Патер прихлебывал чай, и Грегориус с ужасом наблюдал, как его глотки все больше напоминают старческое причмокивание. Внезапно он превратился в немощного старика, которому больше не повинуются губы. Его настроение тоже резко изменилось, в голосе появились нотки тоски и уныния, когда он заговорил о пустоте, оставшейся после ухода Праду из лицея.
— Разумеется, все мы знали, что следующей осенью, когда отступит изнуряющая жара и золотистые тени лягут на выбеленный пейзаж, его уже больше не встретить в гулких коридорах. На прощание он каждому из нас подал руку, не забыв никого, выразил благодарность теплыми сердечными словами, не выделяя никого, — я еще, помнится, подумал: как президент… — Патер Бартоломеу, поколебавшись, все-таки добавил: — Могло бы быть и меньше формальности в изъявлении его благодарности. Он мог бы быть не таким официозно-корректным и отшлифованным, словно мрамор. Побольше бы непосредственности, волнения, даже косноязычия…
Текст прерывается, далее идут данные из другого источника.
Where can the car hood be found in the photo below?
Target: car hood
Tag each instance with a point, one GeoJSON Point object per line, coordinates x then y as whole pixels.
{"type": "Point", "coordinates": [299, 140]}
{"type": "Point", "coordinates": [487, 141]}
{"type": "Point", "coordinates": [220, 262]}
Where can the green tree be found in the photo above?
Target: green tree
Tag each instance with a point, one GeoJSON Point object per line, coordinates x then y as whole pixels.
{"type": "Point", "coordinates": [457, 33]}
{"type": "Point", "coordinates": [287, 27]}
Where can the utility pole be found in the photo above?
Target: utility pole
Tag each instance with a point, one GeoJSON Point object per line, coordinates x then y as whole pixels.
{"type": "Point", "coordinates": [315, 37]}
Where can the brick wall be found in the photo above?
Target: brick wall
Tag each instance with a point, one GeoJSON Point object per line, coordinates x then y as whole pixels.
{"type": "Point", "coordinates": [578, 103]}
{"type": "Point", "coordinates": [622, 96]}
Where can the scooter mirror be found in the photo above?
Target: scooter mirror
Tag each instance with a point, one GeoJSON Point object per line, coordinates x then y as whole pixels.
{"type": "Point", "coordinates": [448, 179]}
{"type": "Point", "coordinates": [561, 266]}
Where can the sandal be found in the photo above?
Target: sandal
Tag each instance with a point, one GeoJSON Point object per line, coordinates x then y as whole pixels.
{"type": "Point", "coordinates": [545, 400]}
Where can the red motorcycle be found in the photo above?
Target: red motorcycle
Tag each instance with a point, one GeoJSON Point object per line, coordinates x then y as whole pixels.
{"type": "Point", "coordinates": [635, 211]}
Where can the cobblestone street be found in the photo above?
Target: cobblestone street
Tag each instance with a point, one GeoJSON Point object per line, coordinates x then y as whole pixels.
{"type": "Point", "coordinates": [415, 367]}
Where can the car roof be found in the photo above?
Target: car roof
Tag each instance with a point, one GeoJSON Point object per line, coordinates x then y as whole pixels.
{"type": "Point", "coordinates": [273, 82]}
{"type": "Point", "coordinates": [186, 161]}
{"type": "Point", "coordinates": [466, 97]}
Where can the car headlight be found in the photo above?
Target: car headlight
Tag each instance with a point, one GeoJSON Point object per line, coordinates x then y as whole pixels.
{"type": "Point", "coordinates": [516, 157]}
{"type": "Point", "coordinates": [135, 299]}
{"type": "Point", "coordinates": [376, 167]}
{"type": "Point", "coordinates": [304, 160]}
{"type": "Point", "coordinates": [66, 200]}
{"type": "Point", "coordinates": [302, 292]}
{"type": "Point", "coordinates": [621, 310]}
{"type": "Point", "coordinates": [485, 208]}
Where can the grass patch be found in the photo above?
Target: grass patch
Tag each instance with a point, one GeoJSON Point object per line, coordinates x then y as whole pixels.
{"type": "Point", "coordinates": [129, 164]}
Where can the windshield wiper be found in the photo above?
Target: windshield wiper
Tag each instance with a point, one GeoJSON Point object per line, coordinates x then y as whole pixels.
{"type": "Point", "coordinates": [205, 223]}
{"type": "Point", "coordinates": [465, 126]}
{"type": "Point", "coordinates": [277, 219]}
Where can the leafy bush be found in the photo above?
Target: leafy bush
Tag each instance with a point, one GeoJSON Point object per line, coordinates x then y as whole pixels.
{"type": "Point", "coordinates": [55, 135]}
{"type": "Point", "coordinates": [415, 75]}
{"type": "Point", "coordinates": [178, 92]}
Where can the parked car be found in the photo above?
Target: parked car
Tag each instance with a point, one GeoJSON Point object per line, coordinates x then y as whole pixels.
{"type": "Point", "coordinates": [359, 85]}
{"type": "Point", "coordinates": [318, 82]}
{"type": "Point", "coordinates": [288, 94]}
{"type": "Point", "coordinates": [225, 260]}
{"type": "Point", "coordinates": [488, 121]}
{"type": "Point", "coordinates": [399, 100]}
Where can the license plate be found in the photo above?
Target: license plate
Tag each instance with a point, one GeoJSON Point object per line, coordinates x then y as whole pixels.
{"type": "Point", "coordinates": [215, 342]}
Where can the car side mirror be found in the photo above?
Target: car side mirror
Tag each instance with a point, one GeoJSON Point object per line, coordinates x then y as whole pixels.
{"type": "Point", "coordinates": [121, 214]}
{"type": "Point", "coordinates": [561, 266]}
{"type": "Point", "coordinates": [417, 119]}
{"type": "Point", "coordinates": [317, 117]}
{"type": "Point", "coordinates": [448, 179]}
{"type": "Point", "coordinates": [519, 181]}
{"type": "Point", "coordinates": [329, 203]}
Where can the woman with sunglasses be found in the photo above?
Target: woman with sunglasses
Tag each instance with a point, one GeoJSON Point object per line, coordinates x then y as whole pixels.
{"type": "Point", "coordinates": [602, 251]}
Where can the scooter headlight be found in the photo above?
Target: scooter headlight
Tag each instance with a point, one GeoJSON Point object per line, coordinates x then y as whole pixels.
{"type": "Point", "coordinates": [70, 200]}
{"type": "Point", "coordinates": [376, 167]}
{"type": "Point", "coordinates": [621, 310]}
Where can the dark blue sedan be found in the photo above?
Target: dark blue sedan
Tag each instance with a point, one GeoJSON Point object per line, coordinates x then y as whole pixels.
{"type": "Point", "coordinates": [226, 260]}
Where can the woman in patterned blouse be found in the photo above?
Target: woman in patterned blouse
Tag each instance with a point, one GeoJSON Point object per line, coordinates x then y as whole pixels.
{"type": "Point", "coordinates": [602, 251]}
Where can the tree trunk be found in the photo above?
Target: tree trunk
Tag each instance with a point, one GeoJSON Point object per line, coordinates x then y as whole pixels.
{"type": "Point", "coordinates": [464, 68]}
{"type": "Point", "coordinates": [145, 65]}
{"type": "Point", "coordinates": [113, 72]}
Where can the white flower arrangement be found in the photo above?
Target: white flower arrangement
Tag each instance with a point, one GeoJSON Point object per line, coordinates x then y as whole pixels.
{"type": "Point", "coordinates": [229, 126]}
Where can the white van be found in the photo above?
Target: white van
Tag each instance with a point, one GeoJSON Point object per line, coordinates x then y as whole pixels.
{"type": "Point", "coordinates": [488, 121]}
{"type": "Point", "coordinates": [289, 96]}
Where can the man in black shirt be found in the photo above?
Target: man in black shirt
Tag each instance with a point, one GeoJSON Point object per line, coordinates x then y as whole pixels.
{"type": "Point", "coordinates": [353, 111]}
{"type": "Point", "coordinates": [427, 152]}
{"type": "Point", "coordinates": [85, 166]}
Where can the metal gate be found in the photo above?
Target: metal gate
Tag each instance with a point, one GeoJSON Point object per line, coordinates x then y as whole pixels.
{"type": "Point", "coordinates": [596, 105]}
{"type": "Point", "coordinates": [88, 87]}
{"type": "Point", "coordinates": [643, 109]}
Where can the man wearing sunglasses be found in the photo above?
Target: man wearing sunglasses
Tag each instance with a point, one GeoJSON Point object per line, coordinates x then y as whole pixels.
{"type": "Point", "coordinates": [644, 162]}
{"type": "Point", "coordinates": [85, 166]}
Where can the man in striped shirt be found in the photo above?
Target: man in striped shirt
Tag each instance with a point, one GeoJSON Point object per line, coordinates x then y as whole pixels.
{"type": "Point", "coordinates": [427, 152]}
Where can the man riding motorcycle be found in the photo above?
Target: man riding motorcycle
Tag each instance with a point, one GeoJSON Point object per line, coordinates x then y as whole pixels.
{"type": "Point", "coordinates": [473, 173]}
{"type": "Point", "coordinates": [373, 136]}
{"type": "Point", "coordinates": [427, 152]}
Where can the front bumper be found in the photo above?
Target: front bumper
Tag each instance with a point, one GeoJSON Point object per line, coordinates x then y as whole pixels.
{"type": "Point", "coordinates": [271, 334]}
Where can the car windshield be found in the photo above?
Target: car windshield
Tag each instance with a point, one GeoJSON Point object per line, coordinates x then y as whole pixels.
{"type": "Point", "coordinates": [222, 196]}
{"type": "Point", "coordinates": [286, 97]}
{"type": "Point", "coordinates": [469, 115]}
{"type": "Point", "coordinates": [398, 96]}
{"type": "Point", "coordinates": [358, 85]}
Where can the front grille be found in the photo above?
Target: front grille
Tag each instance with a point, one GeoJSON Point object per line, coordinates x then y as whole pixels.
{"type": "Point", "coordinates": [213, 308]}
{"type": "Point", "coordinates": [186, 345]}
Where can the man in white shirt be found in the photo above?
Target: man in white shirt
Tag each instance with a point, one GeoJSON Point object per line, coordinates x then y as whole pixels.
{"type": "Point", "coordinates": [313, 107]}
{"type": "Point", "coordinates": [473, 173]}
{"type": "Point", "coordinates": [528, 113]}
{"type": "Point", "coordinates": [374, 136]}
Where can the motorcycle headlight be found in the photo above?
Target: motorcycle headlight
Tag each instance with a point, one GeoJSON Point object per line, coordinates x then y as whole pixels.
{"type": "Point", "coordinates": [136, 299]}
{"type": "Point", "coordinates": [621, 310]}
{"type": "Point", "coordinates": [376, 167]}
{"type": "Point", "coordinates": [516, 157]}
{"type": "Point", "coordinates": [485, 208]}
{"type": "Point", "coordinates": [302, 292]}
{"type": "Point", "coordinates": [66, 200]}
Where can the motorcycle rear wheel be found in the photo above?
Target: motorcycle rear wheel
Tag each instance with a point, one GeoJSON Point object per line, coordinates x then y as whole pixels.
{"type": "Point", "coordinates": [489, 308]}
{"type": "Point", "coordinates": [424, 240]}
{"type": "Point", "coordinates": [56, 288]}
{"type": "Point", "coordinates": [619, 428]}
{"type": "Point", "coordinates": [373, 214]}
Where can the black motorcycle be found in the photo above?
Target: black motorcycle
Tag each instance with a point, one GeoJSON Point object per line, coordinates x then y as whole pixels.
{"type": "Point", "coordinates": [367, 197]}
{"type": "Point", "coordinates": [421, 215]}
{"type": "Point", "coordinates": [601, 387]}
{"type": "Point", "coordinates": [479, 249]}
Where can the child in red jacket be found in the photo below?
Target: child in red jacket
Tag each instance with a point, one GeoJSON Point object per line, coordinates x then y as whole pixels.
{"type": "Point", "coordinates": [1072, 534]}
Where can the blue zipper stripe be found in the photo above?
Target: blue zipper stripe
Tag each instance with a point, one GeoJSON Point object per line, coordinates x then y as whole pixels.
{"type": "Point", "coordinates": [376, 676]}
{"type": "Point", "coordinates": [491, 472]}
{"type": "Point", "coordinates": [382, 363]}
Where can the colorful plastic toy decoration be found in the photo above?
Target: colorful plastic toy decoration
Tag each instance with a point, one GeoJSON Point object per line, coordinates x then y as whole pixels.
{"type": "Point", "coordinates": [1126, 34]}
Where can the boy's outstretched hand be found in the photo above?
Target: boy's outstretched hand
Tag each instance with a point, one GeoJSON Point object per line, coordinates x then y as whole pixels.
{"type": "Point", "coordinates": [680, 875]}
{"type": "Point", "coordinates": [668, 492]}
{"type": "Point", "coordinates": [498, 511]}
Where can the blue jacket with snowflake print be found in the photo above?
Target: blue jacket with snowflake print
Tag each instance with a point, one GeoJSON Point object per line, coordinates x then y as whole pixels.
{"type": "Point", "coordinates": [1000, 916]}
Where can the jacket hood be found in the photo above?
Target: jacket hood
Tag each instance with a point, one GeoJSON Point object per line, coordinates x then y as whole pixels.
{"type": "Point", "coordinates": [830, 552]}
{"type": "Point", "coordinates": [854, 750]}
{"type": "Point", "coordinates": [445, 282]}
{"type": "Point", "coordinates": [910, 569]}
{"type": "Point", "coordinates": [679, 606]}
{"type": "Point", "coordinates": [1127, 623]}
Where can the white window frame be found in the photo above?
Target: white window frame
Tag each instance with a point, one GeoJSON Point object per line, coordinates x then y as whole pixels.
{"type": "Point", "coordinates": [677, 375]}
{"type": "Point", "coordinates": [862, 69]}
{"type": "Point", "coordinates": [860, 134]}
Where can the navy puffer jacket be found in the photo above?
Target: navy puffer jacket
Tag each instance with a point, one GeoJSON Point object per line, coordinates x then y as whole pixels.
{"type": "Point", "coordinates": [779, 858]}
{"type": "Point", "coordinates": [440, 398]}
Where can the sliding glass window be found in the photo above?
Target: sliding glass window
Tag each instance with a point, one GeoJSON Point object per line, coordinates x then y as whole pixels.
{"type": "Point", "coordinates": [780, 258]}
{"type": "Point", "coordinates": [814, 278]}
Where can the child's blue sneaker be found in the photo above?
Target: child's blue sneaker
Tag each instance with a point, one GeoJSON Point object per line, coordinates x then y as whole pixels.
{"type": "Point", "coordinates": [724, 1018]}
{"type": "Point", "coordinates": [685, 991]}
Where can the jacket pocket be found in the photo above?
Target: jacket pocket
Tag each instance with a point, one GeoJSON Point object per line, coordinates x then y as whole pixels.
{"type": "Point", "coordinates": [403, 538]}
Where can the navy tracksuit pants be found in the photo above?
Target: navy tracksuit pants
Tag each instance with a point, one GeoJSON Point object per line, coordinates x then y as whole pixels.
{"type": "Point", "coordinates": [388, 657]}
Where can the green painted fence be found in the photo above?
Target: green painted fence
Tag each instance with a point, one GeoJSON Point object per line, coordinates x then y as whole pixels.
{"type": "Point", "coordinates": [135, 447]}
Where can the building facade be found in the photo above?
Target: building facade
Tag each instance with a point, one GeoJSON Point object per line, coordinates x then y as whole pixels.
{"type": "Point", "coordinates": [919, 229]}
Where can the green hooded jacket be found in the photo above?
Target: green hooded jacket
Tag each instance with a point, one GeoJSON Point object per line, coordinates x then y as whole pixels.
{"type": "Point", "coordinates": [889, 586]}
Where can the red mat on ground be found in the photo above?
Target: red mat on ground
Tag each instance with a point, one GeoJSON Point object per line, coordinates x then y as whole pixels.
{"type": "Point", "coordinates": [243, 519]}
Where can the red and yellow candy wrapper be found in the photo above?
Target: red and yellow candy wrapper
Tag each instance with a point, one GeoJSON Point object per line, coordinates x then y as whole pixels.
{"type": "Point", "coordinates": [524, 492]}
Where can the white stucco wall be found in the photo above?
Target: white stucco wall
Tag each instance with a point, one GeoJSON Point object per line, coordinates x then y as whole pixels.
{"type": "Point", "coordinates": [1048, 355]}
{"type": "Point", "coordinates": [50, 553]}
«И он должен был попрощаться с патером Бартоломеу несколько иначе, чем с остальными, — подумал Грегориус. — Сказать особые, лично ему адресованные слова, может быть, тепло обнять. Патер заслужил это, и ему больно быть поставленным в один ряд с другими. Еще сегодня он чувствует эту боль».
— В начале нового учебного года, в первые дни, я как оглушенный ходил по коридорам лицея. Оглушенный его отсутствием. Снова и снова мне приходилось внушать себе: «Ты должен смириться, что больше никогда не увидишь шапку его смоляных волос, никогда не наткнешься, повернув за угол, на него, объясняющего кому-то что-то с характерными летящими взмахами рук». Думаю, и другие испытывали нечто подобное, хотя мы никогда и словом об этом не обмолвились. Лишь один-единственный раз я слышал, как кто-то из учителей сказал: «Как все здесь изменилось». Конечно, речь шла о его, Амадеу, отсутствии. О том, что никогда больше не раздастся под высокими сводами его баритон. Понимаете, дело не в том, что никогда больше его не увидеть, не услышать, а в том, что над всем витало его отсутствие, нет, не витало — ощущалось как нечто реально осязаемое. Его отсутствие было вроде пустоты на фотографии, где кто-то выстриг ножницами чье-то лицо, и теперь эта дыра стала важнее и значительнее всех оставшихся лиц. Да, именно так нам не хватало Амадеу — как вырванного из нашего сообщества лица.
Прошло немало лет прежде чем мы встретились снова. Он учился в Коимбре, и время от времени я слышал о нем от своего друга, ассистировавшего тамошнему профессору на практических и лабораторных занятиях. Амадеу и там стал легендой. Правда, не окруженный таким блистающим ореолом. Признанные, отмеченные всевозможными премиями профессора, корифеи своего дела чувствовали себя перед ним школярами. Не потому, что он знал больше их. А потому, что был ненасытен в своем стремлении к истине. Зачастую в аудитории свершались драматические сцены, когда он со своим неумолимым картезианским складом ума логически опровергал попытки выдать в качестве научного объяснения постулаты, которые таковыми вовсе не являлись.